Desde el fin de la violencia de la banda nacionalista de ETA, los diversos miembros de las fuerzas de seguridad del estado cobran varios pluses si están destinados en las comunidades de Navarra y el País Vasco, además de otros privilegios como más vacaciones o días de permiso.

Tras una petición del diputado de EH Bildu Jon Iñarritu, que se interesó por la posible supresión de dicho subsidio, dada la desarticulacion definitiva del grupo en 2018, interior “no se plantea actualmente la posibilidad de suprimir dicho incentivo en el futuro”, el cual, según el mismo gobierno comunica, lleva abonándose “con regularidad y sin variación” desde el pasado 2011, es decir desde hace 9 años.

El incentivo, que afecta a funcionarios, Guardia Civil y algunos policías nacionales, se concentra únicamente en las zonas de Navarra y el país Vasco.
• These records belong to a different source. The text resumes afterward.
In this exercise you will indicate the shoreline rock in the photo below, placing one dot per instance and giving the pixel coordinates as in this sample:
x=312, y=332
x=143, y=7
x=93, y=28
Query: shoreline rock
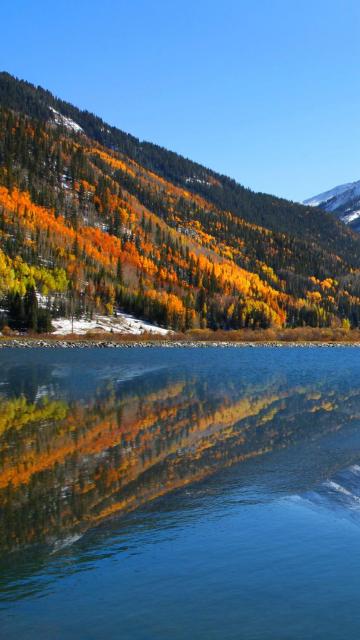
x=23, y=343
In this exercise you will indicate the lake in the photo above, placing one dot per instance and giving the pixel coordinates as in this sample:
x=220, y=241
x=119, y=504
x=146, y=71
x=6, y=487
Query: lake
x=180, y=493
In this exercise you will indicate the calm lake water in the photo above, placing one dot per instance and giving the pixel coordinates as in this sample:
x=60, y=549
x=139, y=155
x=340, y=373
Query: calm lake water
x=180, y=494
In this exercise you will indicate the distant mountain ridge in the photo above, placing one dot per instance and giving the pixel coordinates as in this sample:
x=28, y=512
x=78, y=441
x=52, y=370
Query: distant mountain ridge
x=93, y=221
x=343, y=201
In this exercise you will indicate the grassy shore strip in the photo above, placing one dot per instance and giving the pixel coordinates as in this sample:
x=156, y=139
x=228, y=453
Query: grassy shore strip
x=300, y=337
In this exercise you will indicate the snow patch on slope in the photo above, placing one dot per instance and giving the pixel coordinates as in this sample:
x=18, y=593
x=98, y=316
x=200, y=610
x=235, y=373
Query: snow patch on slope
x=63, y=121
x=337, y=197
x=121, y=323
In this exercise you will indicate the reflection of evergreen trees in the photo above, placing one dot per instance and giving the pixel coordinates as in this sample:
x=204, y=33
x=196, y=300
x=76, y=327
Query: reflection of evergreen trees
x=64, y=466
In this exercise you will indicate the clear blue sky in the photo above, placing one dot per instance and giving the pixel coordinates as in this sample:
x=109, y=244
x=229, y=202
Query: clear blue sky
x=266, y=91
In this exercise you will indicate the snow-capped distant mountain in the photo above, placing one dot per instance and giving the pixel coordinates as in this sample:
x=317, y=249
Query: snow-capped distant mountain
x=343, y=201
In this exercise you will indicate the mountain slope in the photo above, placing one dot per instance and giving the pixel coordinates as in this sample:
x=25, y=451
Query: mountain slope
x=92, y=220
x=343, y=201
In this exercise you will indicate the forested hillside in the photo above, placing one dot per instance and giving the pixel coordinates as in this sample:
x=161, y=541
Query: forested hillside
x=92, y=220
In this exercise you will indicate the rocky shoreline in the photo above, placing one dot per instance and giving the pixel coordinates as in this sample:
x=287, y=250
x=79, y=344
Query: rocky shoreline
x=22, y=343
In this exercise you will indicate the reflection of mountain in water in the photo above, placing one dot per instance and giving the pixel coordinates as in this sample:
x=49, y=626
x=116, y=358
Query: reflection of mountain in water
x=340, y=493
x=67, y=464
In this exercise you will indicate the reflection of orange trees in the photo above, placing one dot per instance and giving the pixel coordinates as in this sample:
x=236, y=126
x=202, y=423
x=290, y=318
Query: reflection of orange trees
x=120, y=452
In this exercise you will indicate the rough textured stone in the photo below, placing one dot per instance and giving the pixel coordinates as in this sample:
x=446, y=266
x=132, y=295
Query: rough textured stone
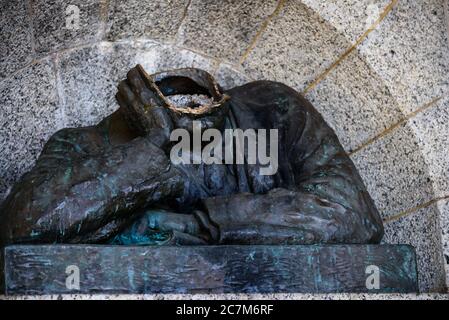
x=156, y=57
x=355, y=102
x=29, y=114
x=15, y=36
x=155, y=19
x=228, y=77
x=421, y=229
x=395, y=172
x=432, y=130
x=89, y=76
x=409, y=51
x=224, y=29
x=296, y=47
x=51, y=30
x=443, y=207
x=351, y=18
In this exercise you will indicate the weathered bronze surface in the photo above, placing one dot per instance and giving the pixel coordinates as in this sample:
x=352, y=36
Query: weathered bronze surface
x=42, y=269
x=114, y=182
Además de los pluses monetarios, dicho incentivo recoge 11 días hábiles más de vacaciones, a parte de los 30 días anuales de los que disfrutan los trabajadores públicos, así como 3 días más de permiso por causas personales.

Estos diferentes permisos son concedidos por los cargos responsables que los brindan “según su prudente criterio y de la forma más conveniente para que no se resienta el perfecto desenvolvimiento de todos los servicios”.

Este suplemento, que se brinda desde el desmantelamiento de la organización terrorista ETA significa un aumento monetario de 681’98 euros para los más de 3.500 guardias civiles y 1.800 policías nacionales de la zona. A estos pluses se le suman otros de 167’85 euros que reciben más de 200 funcionarios de los cuerpos de seguridad del estado y otros 101’58 euros que reciben una docena de funcionarios que forman parte del personal.